“No one really ever dies.”
When Gary B. Sabin (BS ’77) lost his son, Justin, to cystic fibrosis, it was this thought that helped him endure the experience. And when his daughter, Jennifer, began following the same path as Justin, “no one really ever dies” was still the lifeline. Even with that mantra, however, Sabin says he was “a father who was desperate” to help his daughter.
Through connections made during Justin’s experience, Sabin raced through doctors and researchers to seek a possible treatment. He was able to provide her medical team an experimental drug from Australia that allowed her to receive a life-saving lung transplant.
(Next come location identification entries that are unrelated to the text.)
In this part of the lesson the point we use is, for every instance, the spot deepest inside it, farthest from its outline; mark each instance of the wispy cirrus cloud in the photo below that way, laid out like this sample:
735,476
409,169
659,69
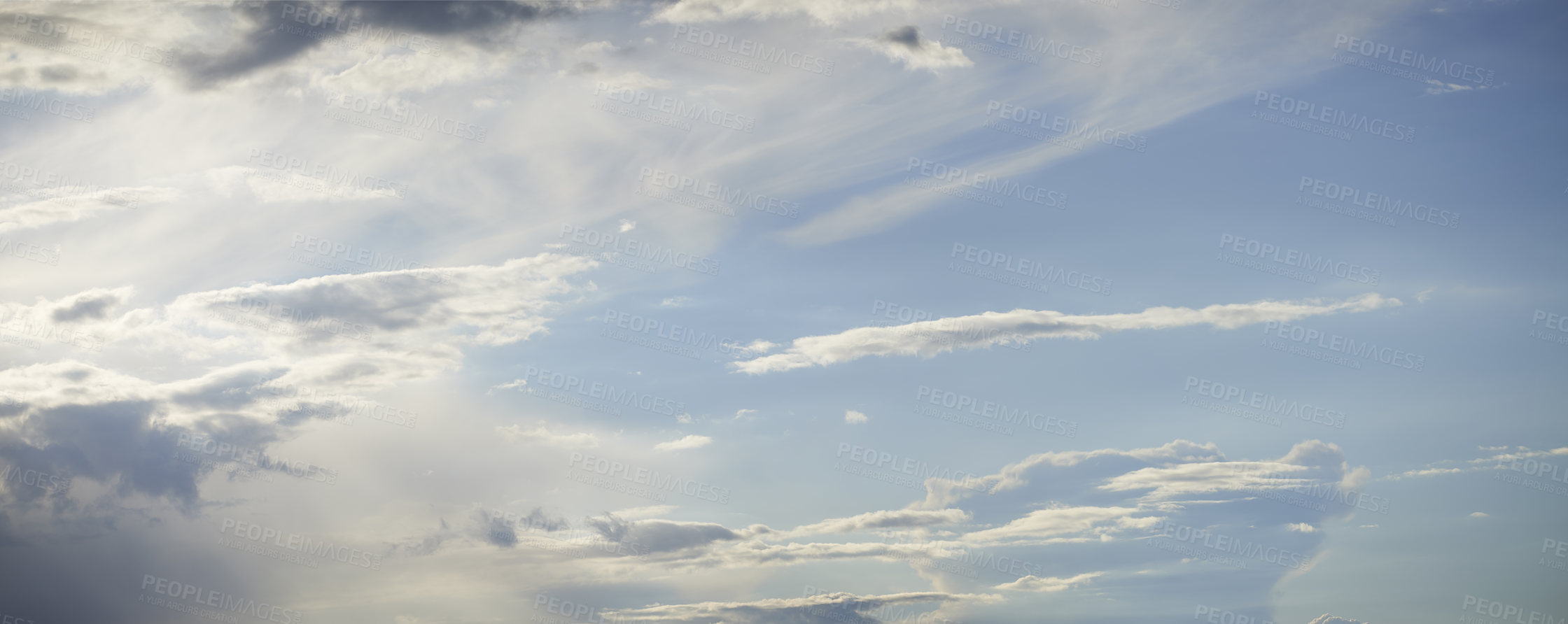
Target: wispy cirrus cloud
997,328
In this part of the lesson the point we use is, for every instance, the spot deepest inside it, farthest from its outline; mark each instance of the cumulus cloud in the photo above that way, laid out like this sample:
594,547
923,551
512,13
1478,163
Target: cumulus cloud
916,52
1018,327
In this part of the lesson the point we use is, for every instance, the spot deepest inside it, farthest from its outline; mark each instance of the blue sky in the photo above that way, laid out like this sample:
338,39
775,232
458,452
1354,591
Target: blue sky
1114,313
Today that drug is FDA approved and widely used to save people with cystic fibrosis.
For 22 years, Sabin, this year’s recipient of the Service to Family Award, has directed the Sabin Children’s Foundation (SCF), helping more than 500,000 children with illnesses and disabilities in 13 countries. “When you work with people who are struggling just to survive, you become overwhelmed with gratitude and want to help,” he says.
And, he notes, making a difference is easier than most people think: “It takes very little to change someone’s life; the price of a burger could give someone sight.”
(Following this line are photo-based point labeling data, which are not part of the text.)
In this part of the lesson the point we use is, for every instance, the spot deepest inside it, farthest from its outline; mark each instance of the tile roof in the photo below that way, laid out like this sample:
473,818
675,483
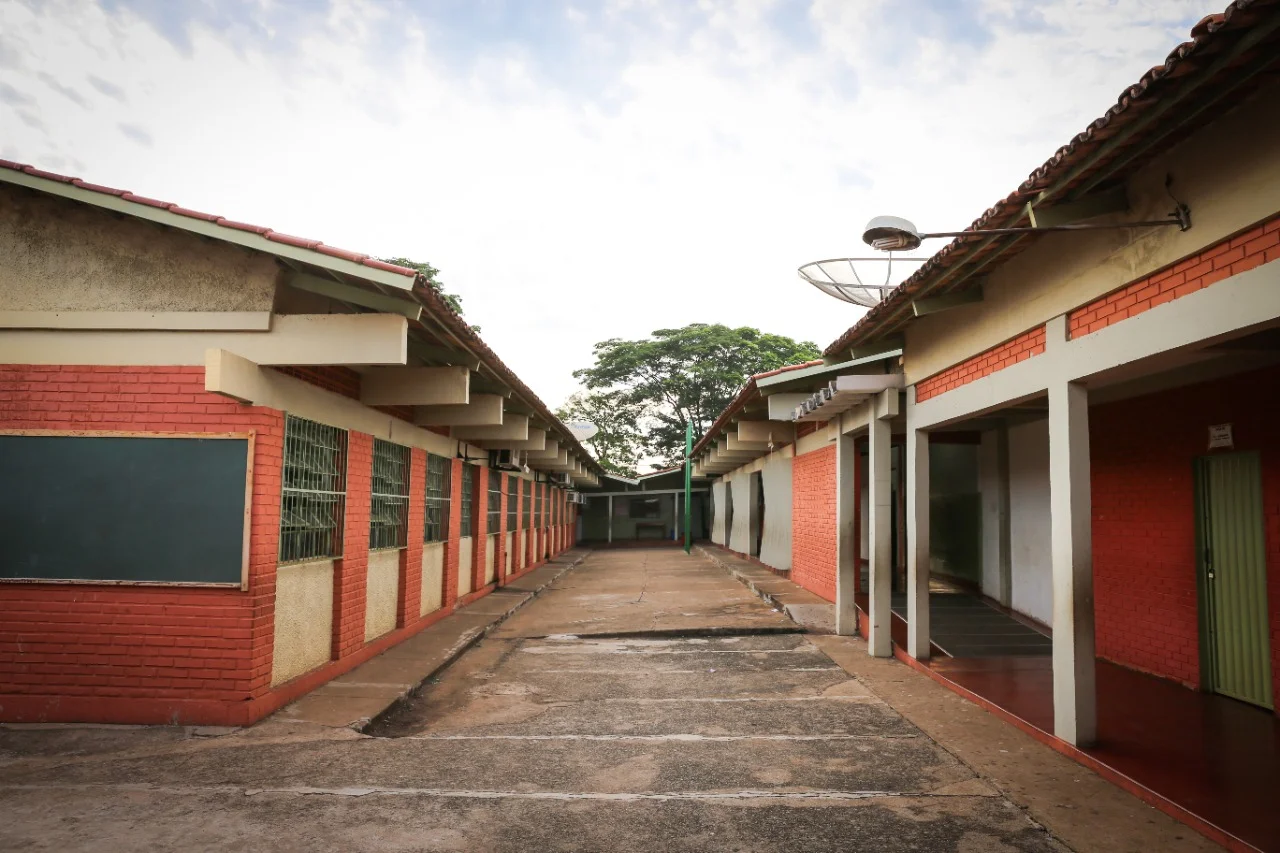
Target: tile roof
274,236
1221,49
423,291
Sabin is the vice-chairman of the Cystic Fibrosis Foundation and responsible for their $4 billion investment fund, which was made possible by monetizing a royalty received from their own research on the first drug treating the basic genetic defect in cystic fibrosis.
Turning down a tennis scholarship to another school, Sabin felt directed to attend BYU. While at BYU, Sabin discovered who he was and his faith in God, especially through a Book of Mormon course he took his freshmen year. He fell in love with his Valerie Purdy (BA ’77), married her, and learned how critical family is. He credits his alma mater with helping ultimately teach him the “things that are the most important.”
Sabin is the father of six children, three of whom were diagnosed with cystic fibrosis. The Sabins also have five grandchildren.
“It's wonderful to be equally yoked with people who have similar thoughts and feelings about what matters in this world,” Sabin adds. “None of this would be possible without my wife and children.”